According to Google ngram, the phrase “junk science” made its debut circa 1975, lagging junk food by about five years. See “The Rise and Rise of Junk Science” (Mar. 8, 2014). I have never much like the phrase “junk science” because it suggests that courts need only be wary of the absurd and ridiculous in their gatekeeping function. Some expert witness opinions are, in fact, serious scientific contributions, just not worthy of being advanced as scientific conclusions. Perhaps better than “junk” would be patho-epistemologic opinions, or maybe even wissenschmutz, but even these terms might obscure that the opinion that needs to be excluded derives from serious scientific, only it is not ready to be held forth as a scientific conclusion that can be colorably called knowledge.
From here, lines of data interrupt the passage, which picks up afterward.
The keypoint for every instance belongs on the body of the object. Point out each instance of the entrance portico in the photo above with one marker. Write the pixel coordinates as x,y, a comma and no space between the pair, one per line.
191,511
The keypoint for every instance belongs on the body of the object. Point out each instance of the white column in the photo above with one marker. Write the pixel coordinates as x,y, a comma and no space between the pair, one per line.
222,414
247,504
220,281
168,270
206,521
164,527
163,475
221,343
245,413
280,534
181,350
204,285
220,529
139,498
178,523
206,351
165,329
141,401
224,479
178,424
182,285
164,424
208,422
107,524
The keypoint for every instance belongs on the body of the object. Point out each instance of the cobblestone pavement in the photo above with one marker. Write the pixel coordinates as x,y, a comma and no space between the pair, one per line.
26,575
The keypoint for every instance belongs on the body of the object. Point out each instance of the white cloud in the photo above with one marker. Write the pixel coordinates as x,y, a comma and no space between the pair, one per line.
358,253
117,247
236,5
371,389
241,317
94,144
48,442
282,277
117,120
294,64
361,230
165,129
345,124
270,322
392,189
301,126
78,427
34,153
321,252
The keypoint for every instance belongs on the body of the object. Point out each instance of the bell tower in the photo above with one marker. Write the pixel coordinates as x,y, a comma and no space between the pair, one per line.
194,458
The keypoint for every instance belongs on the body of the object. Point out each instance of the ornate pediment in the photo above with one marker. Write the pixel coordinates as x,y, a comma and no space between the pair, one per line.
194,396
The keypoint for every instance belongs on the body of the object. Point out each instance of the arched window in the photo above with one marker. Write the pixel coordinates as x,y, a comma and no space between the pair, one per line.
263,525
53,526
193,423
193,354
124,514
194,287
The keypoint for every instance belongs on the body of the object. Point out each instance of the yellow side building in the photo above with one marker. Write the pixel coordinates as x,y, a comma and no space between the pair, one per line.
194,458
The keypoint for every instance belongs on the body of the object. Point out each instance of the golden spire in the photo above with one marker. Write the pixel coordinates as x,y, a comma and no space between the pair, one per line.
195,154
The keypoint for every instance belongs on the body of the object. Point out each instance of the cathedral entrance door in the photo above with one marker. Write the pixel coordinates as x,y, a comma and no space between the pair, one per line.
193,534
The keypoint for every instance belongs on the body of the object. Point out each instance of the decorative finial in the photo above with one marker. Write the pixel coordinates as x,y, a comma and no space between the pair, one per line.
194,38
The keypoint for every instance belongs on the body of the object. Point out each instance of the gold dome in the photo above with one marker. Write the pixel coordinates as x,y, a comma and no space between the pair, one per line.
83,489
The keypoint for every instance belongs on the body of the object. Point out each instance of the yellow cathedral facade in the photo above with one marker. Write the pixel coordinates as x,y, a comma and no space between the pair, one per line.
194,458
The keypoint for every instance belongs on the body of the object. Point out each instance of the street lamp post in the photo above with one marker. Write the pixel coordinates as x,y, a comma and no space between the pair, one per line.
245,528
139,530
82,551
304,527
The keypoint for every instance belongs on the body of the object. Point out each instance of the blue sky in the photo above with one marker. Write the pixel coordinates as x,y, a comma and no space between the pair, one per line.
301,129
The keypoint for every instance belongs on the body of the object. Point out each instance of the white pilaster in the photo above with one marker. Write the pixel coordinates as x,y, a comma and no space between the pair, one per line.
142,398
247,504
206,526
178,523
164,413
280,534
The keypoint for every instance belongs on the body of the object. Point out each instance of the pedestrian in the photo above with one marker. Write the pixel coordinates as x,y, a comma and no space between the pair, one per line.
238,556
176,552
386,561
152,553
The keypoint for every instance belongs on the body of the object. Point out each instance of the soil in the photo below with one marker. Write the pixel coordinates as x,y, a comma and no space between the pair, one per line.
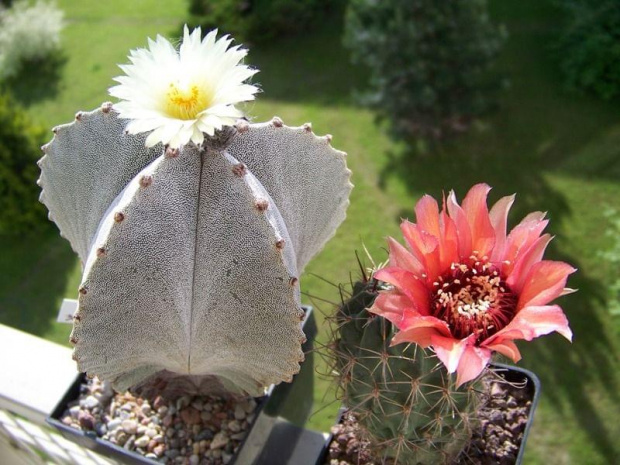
503,417
194,430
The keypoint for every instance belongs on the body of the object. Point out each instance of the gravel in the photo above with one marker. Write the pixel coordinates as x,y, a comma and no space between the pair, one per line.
502,420
200,430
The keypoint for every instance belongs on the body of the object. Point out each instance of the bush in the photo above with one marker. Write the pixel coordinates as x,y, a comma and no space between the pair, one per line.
612,257
429,61
256,20
28,33
20,141
590,46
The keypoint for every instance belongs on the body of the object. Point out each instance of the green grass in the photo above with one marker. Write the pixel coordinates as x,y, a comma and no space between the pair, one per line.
559,152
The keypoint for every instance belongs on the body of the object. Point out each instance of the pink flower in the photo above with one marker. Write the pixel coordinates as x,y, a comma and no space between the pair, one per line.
466,288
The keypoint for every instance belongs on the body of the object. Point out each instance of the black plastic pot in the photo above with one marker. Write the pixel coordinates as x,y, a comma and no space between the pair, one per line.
276,436
511,374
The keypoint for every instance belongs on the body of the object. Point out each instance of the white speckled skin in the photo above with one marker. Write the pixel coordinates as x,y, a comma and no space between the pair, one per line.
93,160
191,271
306,177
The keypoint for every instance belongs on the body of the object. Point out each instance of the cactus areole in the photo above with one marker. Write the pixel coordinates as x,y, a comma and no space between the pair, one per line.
191,254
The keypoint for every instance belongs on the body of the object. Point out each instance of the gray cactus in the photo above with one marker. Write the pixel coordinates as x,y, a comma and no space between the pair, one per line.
191,257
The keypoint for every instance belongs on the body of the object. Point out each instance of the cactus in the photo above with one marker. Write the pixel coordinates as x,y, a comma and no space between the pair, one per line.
406,403
191,256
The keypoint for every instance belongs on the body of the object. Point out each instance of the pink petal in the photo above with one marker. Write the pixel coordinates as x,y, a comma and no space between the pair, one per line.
427,215
400,257
420,330
475,208
521,239
505,347
462,226
448,241
473,361
545,282
424,246
499,221
391,305
525,261
450,350
532,322
407,283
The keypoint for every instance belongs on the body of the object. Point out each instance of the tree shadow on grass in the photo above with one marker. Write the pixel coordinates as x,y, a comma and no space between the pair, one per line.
565,370
35,273
37,80
310,68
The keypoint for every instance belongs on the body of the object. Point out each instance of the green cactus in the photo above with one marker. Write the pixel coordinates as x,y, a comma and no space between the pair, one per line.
405,401
192,256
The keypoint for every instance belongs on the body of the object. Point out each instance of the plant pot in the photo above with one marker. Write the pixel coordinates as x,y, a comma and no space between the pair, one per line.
278,420
529,389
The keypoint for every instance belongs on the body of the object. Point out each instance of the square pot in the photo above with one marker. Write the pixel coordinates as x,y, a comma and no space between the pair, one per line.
279,418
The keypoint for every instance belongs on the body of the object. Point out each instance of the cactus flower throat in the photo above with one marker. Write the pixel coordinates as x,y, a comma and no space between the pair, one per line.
466,288
473,299
186,102
181,96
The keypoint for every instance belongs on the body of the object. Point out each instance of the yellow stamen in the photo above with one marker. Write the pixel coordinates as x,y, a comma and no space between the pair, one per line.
186,102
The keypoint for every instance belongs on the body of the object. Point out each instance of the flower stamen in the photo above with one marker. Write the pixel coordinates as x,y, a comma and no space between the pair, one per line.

Another formulation of my term, patho-epistemology, is the Eleventh Circuit’s lovely “Contrivance Standard.” Rink v. Cheminova, Inc., 400 F.3d 1286, 1293 & n.7 (11th Cir. 2005). In Rink, the appellate court held that the district court had acted within its discretion to exclude expert witness testimony because it had properly confined its focus to the challenged expert witness’s methodology, not his credibility:
“In evaluating the reliability of an expert’s method, however, a district court may properly consider whether the expert’s methodology has been contrived to reach a particular result. See Joiner, 522 U.S. at 146, 118 S.Ct. at 519 (affirming exclusion of testimony where the methodology was called into question because an “analytical gap” existed “between the data and the opinion proffered”); see also Elcock v. Kmart Corp., 233 F.3d 734, 748 (3d Cir. 2000) (questioning the methodology of an expert because his “novel synthesis” of two accepted methodologies allowed the expert to ”offer a subjective judgment … in the guise of a reliable expert opinion”).”
Note the resistance, however, to the Supreme Court’s mandate of gatekeeping. District courts must apply the statutes, Rule of Evidence 702 and 703. There is no legal authority for the suggestion that a district court “may properly consider wither the expert’s methodology has been contrived.” Rink, 400 F.3d at 1293 n.7 (emphasis added).